On the most westernized Park (King) Street, we went to the Oxford University Press Bookstore, which looked just like the bookstore in Swades. The collection was officious and it wasn’t as good as the bookstore I saw in a Delhi mall, which had Arundhati Roy and Han Han. We also bought a delicious rum ball at Flury’s. 


Rum ball

This is the well-known bakery that gets a lot of honor mentions in Bollywood films, though my recent friend still thought American stores had more varieties. The bakery also had a cafe, and I saw a Sikh drinking tea with a businessman there, as well as several white foreigners. We had (badly imitated, overly fried) Chinese food with two fellow international CMCers also traveling in India at Flavors of China. There was a security scanner for weapons, but the someone said that it would be easy sneak a gun in anyways. (Similar situation for Wisconsin--a lot of Madison shops ban concealed firearms but it is allowed by the state.) While we waited on a red light after we exited, a girl-beggar approached us and we both had to look away. A flute seller also played music next to us.


flute seller on Park Street



I saw faded Communist symbols. I visited the College Street famous for second-handed books, but most English books were too technical and I regretted not understanding Bengali to buy the interesting looking comics.  Vedika sad that University of Calcutta was nearby but didn't regard it as the best school for students.


I also posed next to this epic slogan near College Street, and another slogan that said "Struggle to Study. Study to Change Society." Another hand-made poster said "Culture Sanction of Rape must stop!"

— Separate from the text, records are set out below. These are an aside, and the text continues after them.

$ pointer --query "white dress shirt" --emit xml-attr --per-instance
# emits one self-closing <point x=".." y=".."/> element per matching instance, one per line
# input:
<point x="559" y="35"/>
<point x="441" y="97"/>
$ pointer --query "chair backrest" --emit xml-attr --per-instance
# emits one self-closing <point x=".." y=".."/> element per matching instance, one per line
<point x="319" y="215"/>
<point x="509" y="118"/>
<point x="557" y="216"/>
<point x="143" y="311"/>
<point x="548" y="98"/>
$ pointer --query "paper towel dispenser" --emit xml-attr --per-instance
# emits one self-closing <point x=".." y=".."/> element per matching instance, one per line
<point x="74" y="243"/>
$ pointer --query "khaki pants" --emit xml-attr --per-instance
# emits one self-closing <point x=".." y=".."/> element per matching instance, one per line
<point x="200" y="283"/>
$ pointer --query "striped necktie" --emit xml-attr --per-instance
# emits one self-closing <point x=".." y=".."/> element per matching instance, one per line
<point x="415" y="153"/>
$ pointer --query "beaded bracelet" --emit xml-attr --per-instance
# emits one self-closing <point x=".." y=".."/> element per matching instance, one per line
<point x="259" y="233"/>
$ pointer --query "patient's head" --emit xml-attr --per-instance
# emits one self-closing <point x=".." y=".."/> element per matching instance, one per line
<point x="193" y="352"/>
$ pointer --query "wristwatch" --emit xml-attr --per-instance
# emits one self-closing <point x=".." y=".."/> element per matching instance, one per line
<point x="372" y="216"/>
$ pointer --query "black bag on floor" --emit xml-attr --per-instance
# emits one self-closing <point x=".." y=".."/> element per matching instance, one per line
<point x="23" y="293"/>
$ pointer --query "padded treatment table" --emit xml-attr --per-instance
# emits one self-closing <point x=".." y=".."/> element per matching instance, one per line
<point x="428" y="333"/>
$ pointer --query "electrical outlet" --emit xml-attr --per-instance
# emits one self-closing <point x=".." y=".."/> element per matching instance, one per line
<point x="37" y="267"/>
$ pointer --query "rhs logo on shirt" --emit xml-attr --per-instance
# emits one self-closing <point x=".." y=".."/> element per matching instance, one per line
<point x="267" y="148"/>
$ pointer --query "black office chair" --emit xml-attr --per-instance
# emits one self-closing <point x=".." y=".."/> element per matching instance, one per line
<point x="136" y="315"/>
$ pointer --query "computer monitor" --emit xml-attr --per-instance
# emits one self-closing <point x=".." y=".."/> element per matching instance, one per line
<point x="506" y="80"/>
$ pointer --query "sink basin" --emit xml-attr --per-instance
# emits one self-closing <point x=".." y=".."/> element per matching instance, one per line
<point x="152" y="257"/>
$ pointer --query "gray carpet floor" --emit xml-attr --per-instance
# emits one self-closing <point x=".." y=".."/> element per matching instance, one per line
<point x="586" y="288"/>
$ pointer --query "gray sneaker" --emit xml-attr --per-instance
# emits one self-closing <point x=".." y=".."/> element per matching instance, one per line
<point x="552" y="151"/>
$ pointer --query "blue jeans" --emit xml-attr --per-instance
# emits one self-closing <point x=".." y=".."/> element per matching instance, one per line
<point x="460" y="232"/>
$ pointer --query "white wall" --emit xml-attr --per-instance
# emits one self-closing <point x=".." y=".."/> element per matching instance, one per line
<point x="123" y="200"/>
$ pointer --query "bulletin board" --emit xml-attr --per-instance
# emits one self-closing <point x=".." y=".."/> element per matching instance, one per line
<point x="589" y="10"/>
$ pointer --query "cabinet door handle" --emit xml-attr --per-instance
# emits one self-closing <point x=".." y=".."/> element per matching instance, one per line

We visited the Asiatic Society that had an incredibly shoddy interior and bureaucratic process for visitors (probably because rarely did anyone visit). A man served as a docent and had to be translated by Vedika. Later an English-speaking female professor of history also introduced some of the old exhibitions items--sutras written on pattra leaves--to us hastily. 



Asiatic Society
After we left, people started going to work (12pm). I was so amazed and I still recount it again. That memory probably has merged with other street scenes I have seen in films. We ate lunch at famous Indian chain Cafe Coffee Day, and I liked the food. A lot of tourist sites closed for several hours in between each day as well as on my last day, including the modern art museum, typical of the unavailable Calcutta. So we walked around and I saw a few boys playing soccer and a lot of beautiful trees. and there was even a Ravi Shankar cover show that night, but Vedika wasn’t that interested. I also bought a table cloth from the bougie fabric store Fab India.
Later on the plane back to Delhi, the two men sitting next to me were those kind of airplane friends, who complained about the Calcutta’s slow pace and red tape. They started saying how the people were so lazy and never got their work done. I was surprised no other person came to their objection on the plane. The more I read about it now, let it be from writer Amit Chaudhuri or some other source, I wish to visit Calcutta again for longer periods of time.